A perda de peso rápida ou acentuada através da dieta pode provocar a perda óssea. A perda de densidade óssea, por sua vez, pode conduzir a uma maior suscetibilidade a fraturas ósseas nos idosos, podendo ter um efeito debilitante na qualidade de vida.
 

A perda óssea é mais preocupante em indivíduos cujo peso oscila devido à dieta “ioió”, ou a ciclos repetidos de aumento e perda de peso, pois a perda óssea durante a perda de peso não é tipicamente recuperada quando a pessoa ganha peso novamente, disse Urszula Iwaniec, professora adjunta na Faculdade de Saúde Pública e Ciências Humanas da OSU.
 

"A perda de peso é geralmente benéfica caso a pessoa tenha excesso de peso, mas esta pode causar problemas significativos mais tarde na vida.
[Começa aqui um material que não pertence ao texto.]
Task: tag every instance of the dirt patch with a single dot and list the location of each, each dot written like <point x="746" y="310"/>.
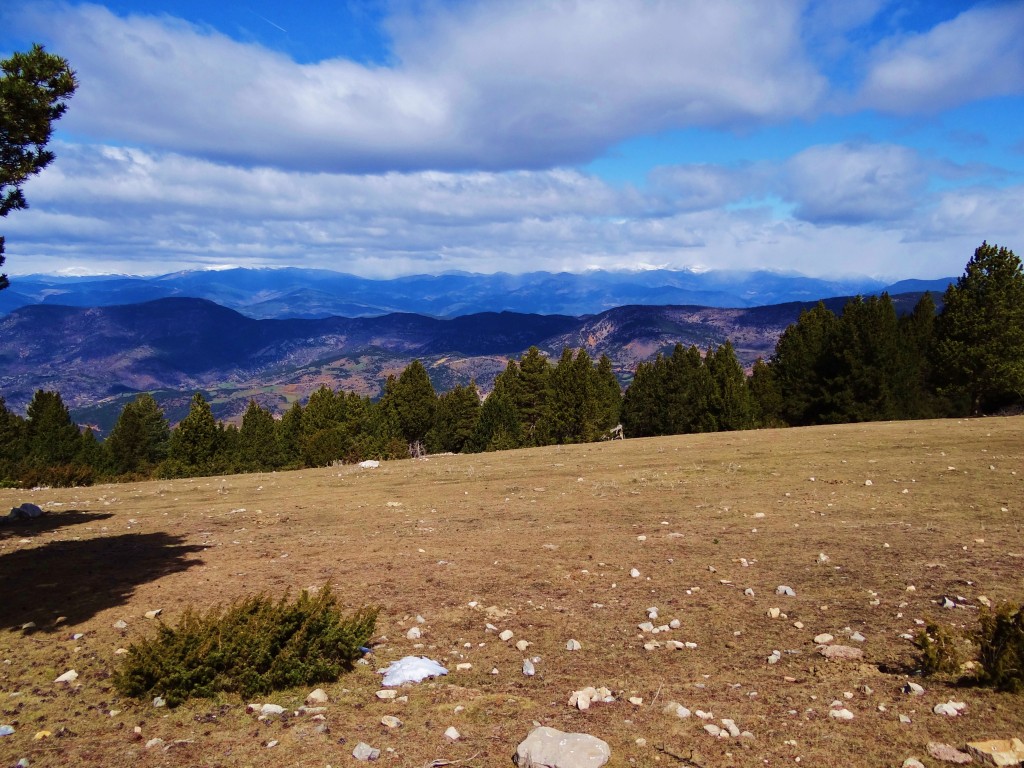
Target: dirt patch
<point x="543" y="543"/>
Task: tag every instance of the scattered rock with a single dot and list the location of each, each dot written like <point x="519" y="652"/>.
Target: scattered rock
<point x="548" y="748"/>
<point x="997" y="752"/>
<point x="947" y="754"/>
<point x="317" y="697"/>
<point x="841" y="652"/>
<point x="949" y="709"/>
<point x="365" y="752"/>
<point x="677" y="709"/>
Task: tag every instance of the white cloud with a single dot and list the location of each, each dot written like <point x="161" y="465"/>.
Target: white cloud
<point x="488" y="85"/>
<point x="118" y="209"/>
<point x="978" y="54"/>
<point x="855" y="183"/>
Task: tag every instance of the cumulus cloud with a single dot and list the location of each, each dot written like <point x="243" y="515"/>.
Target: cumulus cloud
<point x="485" y="85"/>
<point x="978" y="54"/>
<point x="854" y="183"/>
<point x="123" y="209"/>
O que estamos a tentar determinar é se existe uma forma de perder peso excessivo, preservando a densidade óssea”, revelou, em comunicado de imprensa, uma das autoras do estudo, Urszula Iwaniec.
 

A leptina é necessária para o normal crescimento e manutenção do esqueleto. Esta desempenha também um papel importante na capacidade de o corpo manter o peso, informando o cérebro sobre a quantidade de gordura a ser ingerida e se as reservas de gordura são suficientes. Contudo, a investigadora refere que as pessoas parecem desenvolver resistência à leptina com o aumento de peso, e o cérebro deixa de receber mensagens precisas.
 

De forma a tentar perceber o papel da leptina, tanto na perda de peso como na perda óssea, os investigadores das universidades do Estado de Oregon e Flórida, nos EUA, injetaram o gene que codifica a leptina diretamente no hipotálamo de ratinhos e analisaram o seu efeito no peso e osso. A injeção da hormona no cérebro permite que esta ultrapasse a barreira sangue-cérebro, que habitualmente reduz a capacidade da leptina entrar no cérebro.
 

O estudo apurou que os ratinhos tratados com leptina tiveram uma redução de peso de cerca de 20%, mas não sofreram qualquer perda óssea. Os animais que perderam peso conseguiram manter a perda de peso, tendo também apresentado grandes reduções da gordura abdominal, também conhecida como gordura “má”, que é conhecida por contribuir para problemas de saúde associados ao peso.
 

Como este tipo de terapia genética, que é essencialmente permanente, pode ter outros riscos ou efeitos colaterais que ainda não são conhecidos, na opinião dos investigadores são necessários mais estudos para que esta terapia seja aplicada na perda de peso nos humanos.
 

ALERT Life Sciences Computing, S.A.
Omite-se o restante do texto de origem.